Double-loop randomized quasi-Monte Carlo estimator for nested integration

Nested integration of the form $\int f\left(\int g(\bs{y},\bs{x})\di{}\bs{x}\right)\di{}\bs{y}$, characterized by an outer integral connected to an inner integral through a nonlinear function $f$, is a challenging problem in various fields, such as engineering and mathematical finance. The available numerical methods for nested integration based on Monte Carlo (MC) methods can be prohibitively expensive owing to the error propagating from the inner to the outer integral.

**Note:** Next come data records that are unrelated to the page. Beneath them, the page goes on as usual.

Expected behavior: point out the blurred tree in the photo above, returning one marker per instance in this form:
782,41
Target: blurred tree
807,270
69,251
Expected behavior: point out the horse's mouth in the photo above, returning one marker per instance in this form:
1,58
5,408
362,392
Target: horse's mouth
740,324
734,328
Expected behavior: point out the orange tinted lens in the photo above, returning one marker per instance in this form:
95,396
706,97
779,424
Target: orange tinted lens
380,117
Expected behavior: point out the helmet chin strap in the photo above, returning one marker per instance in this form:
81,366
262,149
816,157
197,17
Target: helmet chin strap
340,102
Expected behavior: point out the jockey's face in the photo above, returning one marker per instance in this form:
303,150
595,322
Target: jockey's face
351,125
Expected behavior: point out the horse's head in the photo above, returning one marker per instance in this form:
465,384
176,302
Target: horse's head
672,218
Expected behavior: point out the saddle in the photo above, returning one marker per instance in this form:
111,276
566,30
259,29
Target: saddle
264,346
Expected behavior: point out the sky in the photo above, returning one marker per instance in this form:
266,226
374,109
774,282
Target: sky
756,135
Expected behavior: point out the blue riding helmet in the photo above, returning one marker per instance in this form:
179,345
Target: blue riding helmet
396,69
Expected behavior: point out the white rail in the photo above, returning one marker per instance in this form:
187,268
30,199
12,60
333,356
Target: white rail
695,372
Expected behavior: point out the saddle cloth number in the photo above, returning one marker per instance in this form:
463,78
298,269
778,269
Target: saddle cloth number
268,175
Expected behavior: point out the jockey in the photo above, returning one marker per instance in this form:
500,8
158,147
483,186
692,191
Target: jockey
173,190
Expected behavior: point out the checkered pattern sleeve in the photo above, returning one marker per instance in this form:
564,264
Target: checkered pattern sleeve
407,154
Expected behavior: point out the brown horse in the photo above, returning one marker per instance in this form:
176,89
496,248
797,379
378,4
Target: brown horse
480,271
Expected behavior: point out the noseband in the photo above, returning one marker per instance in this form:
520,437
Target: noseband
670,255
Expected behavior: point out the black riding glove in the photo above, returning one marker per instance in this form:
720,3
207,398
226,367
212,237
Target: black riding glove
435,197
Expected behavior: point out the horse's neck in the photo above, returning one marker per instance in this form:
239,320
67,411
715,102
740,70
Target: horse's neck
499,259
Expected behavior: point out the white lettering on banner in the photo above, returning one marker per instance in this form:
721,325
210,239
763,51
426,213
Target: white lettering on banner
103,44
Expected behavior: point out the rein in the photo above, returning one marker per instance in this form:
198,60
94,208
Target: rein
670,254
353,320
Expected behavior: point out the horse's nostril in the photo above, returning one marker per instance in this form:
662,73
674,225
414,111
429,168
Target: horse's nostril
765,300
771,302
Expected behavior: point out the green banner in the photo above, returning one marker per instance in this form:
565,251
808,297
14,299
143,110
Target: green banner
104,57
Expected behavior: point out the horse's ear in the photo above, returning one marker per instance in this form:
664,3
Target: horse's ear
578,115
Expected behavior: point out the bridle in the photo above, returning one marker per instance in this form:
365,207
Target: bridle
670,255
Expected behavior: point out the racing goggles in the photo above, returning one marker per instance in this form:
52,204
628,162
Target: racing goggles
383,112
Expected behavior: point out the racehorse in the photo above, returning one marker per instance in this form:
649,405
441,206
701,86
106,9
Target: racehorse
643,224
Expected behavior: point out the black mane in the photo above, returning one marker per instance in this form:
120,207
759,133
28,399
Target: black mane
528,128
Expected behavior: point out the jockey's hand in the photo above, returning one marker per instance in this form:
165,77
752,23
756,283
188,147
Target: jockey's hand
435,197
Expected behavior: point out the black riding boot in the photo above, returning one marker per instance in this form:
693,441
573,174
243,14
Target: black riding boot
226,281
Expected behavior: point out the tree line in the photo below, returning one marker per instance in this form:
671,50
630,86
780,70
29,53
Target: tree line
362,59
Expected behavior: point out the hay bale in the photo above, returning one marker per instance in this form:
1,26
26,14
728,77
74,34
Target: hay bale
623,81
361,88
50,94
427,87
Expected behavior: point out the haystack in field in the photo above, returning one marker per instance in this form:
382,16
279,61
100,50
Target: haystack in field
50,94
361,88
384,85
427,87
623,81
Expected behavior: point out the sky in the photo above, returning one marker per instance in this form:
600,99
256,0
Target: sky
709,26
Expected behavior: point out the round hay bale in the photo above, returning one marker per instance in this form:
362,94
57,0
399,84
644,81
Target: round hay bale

Attempts to enhance the efficiency of these approximations using the quasi-MC (QMC) or randomized QMC (rQMC) method have focused on either the inner or outer integral approximation. This work introduces a novel nested rQMC method that simultaneously addresses the approximation of the inner and outer integrals. The method leverages the unique nested integral structure to offer a more efficient approximation mechanism. As the primary contribution, we derive asymptotic error bounds for the bias and variance of our estimator, along with the regularity conditions under which these bounds can be attained. Incorporating Owen's scrambling techniques, we address integrands exhibiting infinite variation in the Hardy--Krause sense, enabling theoretically sound error estimates. Moreover, we derive a truncation scheme for applications in the context of expected information gain estimation. We verify the estimator quality through numerical experiments by comparing the computational efficiency of the nested rQMC method against standard nested MC estimation to highlight the computational savings and enhanced applicability of the proposed approach.